Reporter: That’s Jeanne-Claude in a 2006 interview with theVilcekFoundation in New York. The couple went on to design huge temporary works of art… including wrapping an historic Paris bridge in fabric and hanging a curtain between two mountain slopes near Rifle.

Nowadays, though, Christo is alone. Jeanne-Claude passed away in 2009. Before she died, the couple had planned Over the River. Christo wants to carry it out partly because of his love for his wife. A note--he’s originally from Bulgaria and has a thick accent.

Christo: “Jeanne-Claude and myself, we like so much that project. She’s gone now. And I’d like very much to pull out that project, because she spends so much time, invested so much of her energy, sleepless nights, and traveling…”

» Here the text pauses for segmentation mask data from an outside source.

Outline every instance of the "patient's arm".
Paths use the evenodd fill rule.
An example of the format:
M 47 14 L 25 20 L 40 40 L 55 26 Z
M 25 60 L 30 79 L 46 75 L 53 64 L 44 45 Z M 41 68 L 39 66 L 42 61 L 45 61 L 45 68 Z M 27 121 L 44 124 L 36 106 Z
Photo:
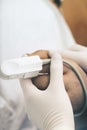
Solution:
M 49 58 L 48 51 L 42 51 L 42 50 L 36 51 L 28 55 L 39 55 L 41 59 Z M 87 77 L 84 71 L 75 62 L 70 61 L 70 60 L 69 62 L 72 63 L 78 69 L 78 71 L 80 72 L 81 76 L 84 79 L 85 84 L 87 85 L 87 81 L 86 81 Z M 47 88 L 49 84 L 49 80 L 50 80 L 50 76 L 49 76 L 50 64 L 44 65 L 42 72 L 48 73 L 48 74 L 44 74 L 42 76 L 33 78 L 32 82 L 39 89 L 44 90 Z M 63 75 L 64 75 L 63 77 L 64 77 L 65 89 L 70 97 L 74 113 L 77 113 L 82 109 L 83 104 L 84 104 L 84 95 L 83 95 L 81 84 L 77 76 L 75 75 L 75 73 L 70 68 L 66 67 L 65 65 L 64 65 Z

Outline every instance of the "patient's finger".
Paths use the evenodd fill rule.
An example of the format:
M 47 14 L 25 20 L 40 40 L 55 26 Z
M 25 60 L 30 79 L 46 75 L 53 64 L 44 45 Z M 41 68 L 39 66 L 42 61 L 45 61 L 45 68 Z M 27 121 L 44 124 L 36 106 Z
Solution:
M 26 55 L 27 56 L 38 55 L 41 59 L 50 58 L 47 50 L 38 50 L 31 54 L 27 53 Z M 49 73 L 49 72 L 50 72 L 50 64 L 43 65 L 43 69 L 42 69 L 41 73 Z
M 33 55 L 38 55 L 41 59 L 50 58 L 48 50 L 38 50 L 38 51 L 35 51 L 35 52 L 31 53 L 31 54 L 27 53 L 27 56 L 33 56 Z
M 37 86 L 37 88 L 40 89 L 40 90 L 45 90 L 49 85 L 49 81 L 50 81 L 49 74 L 32 78 L 33 84 L 35 86 Z

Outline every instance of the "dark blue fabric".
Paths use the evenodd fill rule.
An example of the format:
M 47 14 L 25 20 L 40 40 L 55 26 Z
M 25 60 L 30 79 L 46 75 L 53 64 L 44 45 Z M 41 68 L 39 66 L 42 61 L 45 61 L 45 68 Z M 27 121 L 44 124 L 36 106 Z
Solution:
M 80 117 L 75 117 L 75 130 L 87 130 L 87 113 Z

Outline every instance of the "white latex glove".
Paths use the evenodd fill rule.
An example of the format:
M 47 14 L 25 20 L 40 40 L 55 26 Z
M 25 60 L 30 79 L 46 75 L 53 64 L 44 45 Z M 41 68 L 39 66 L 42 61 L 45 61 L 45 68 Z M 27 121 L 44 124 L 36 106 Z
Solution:
M 60 55 L 51 54 L 50 83 L 41 91 L 30 79 L 21 80 L 26 110 L 40 130 L 74 130 L 73 111 L 63 82 Z
M 69 50 L 62 51 L 61 55 L 74 60 L 87 72 L 87 47 L 75 44 Z

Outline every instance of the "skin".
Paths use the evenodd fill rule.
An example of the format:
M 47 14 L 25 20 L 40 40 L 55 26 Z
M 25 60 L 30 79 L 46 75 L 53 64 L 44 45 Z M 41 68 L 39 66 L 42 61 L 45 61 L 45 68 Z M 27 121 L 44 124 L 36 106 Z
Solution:
M 47 50 L 39 50 L 32 54 L 27 55 L 28 56 L 39 55 L 41 59 L 50 58 Z M 71 61 L 70 59 L 67 60 L 78 69 L 85 84 L 87 85 L 87 76 L 85 72 L 75 62 Z M 70 69 L 70 67 L 66 65 L 63 66 L 64 66 L 63 77 L 64 77 L 65 89 L 70 97 L 74 113 L 78 113 L 81 111 L 84 104 L 82 87 L 75 73 Z M 50 64 L 44 65 L 43 70 L 41 72 L 48 74 L 43 74 L 42 76 L 35 77 L 32 79 L 32 82 L 36 85 L 37 88 L 45 90 L 50 81 Z
M 60 7 L 54 5 L 64 16 L 76 42 L 87 46 L 87 0 L 64 0 Z

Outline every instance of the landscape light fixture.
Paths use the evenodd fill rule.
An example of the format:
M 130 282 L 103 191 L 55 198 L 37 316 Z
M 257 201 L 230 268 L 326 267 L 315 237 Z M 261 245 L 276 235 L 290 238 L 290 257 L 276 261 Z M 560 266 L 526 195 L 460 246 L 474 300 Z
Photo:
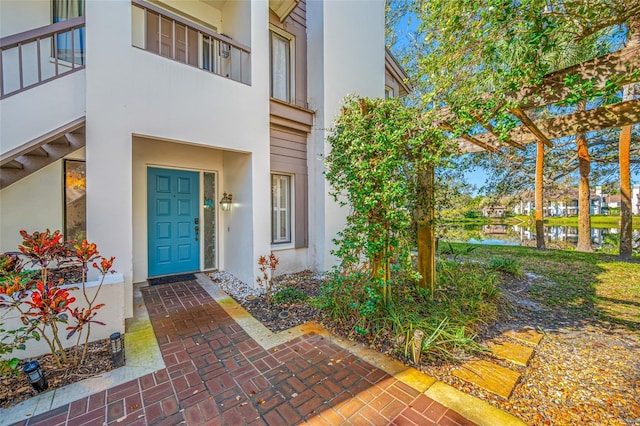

Reporter: So here’s what Over the River would look like. Christo wants to suspend silvery fabric above sections of the Arkansas River-- just under six miles, all told. The material would ripple and dance with the wind, reflecting the colors of the sky above and the water below. That would take twenty eight months to install, requiring cables and other heavy duty materials. And some believe that would create real problems. The group Rags Over the Arkansas River has filed lawsuits, one against the Bureau of Land Management, the agency overseeing much of the land where the project would be. Joan Anzelmo is the group’s spokeswoman.

Joan Anzelmo: “Over the River would be a two and a half year construction project, using the same kinds of equipment you’d use in a large scale mining operation. The Bighorn Sheep Canyon, and adjacent to the Arkansas River, is an area that would never would have mining and mineral excavation. It’s just wrong, and it really will hurt people and will hurt wildlife.”

Reporter: Because of the lawsuits, Christo is in a holding pattern. He can’t move forward with his project, but he can tell people about it. Christo recently gave a slide show of his previous works, at the Anderson Ranch Arts Center in SnowmassVillage. He says he often he must overcome opposition to carry out the projects… in fact, it’s part of the process.

Christo: “There are many people [who] argue, how the project will be awful, how the project will be beautiful, the project will be that and that. Through that permitting period, the work of art develop his own identity. Anybody who thinks about the project, good or bad, is a part of the work of art.”

Reporter: Christo says his worst experience with opponents was over wrapping the Pont Neuf, a bridge in Paris. He got caught up in battles between politicians--and was even threatened with a personal attack. But wrapping a manmade structure in a large European city is different from hanging fabric over a river, where wildlife and rural economies are involved. Christo and Jeanne-Claude have done projects in similarly remote places-- like the Valley Curtain project in Rifle in 1972, and using fabric to surround the coastline of several islands near Miami. That was in the early 1980’s. If the lawsuits in play now are any indication, the public may be more likely to hold officials’ feet to the fire than they were decades ago.